Emily first heard the full story of the accident that evening, when Dick sat opposite her on the veranda and gave the account in frank anxiety and dejection.

"We're going down to-night on the nine o'clock train," he added in conclusion. "To-morrow morning he'll spend practising on the track, and to-morrow evening at six the race starts. And Lestrange starts crippled because I am a clumsy idiot. He laughs at me, but--he'd do that anyhow."

"Yes," agreed Emily. "He would do that anyhow." Her eyes were wide and terrified, the little hands she clasped in her lap were quite cold. "I wish, I wish he had never come to this place."

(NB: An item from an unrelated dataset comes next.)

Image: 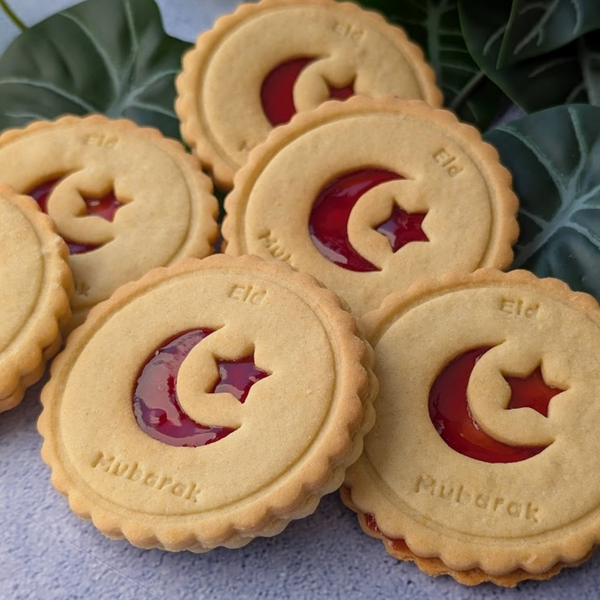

"Oh, you do?" Dick said oddly. "Maybe he will, too, before he gets through with us. We're a nasty lot, we Ffrenches; a lot of blue-blooded snobs without any red blood in us. Are you going to say good-by to me? I won't be home until it's over."

She looked at him, across the odorous dusk slowly silvering as the moon rose.

"You are going to be with him?"

Dick smoothed his leggings before standing up, surveying his strict motor costume with a gloomy pride not to be concealed.

"Yes; I'm representing our company. Lestrange might want some backing if any disputes turned up. Uncle Ethan nearly had a fit when Bailey told him what I was going to do; he called me Richard for the first time in my life. I guess I'll be some good yet, if every one except Lestrange did think I was a chump."

"I am very sure you will," she answered gently. "Good-by, Dick; you look very nice."

When he reached the foot of the steps, her voice recalled him, as she stood leaning over the rail.

"Dick, you could not make him give it up, not race this time?"

He stared up at her white figure.

"No, I could not. Don't you suppose I tried?"

"I suppose you did," she admitted, and went back to her seat.

The June night was very quiet. Once a sleepy bird stirred in the honeysuckle vines and chirped through the dark. Far below the throb of a motor passed down the road, dying away again to leave silence. Suddenly Emily Ffrench hid her face on the arm of her chair and the tears overflowed.

There was no consciousness of time while that inarticulate passion of dread spent itself. But it was nearly half an hour later when she started up at the echo of a light step on the gravel path, dashing her handkerchief across her eyes.

It was incredible, but it was true: Lestrange himself was standing before her at the foot of the low stairs, the moonlight glinting across his uncovered bronze head and bright, clear face.

"I beg pardon for trespass, Miss Ffrench," he said, "but your cousin tells me he has been saying a great deal of nonsense to you about this race, and that you were so very good as to feel some concern regarding it. Really, I had to run up and set that right; I couldn't leave you to be annoyed by Mr. Ffrench's nerves. Will you forgive me?"

Like sun through a mist his blithe voice cleaved through her distress. Before the tranquil sanity of his regard, her painted terrors suddenly showed as the artificial canvas scenes of a stage, unreal, untrue.

"It was like you to come," she answered, with a shaking sigh that was half sob. "I was frightened, yes."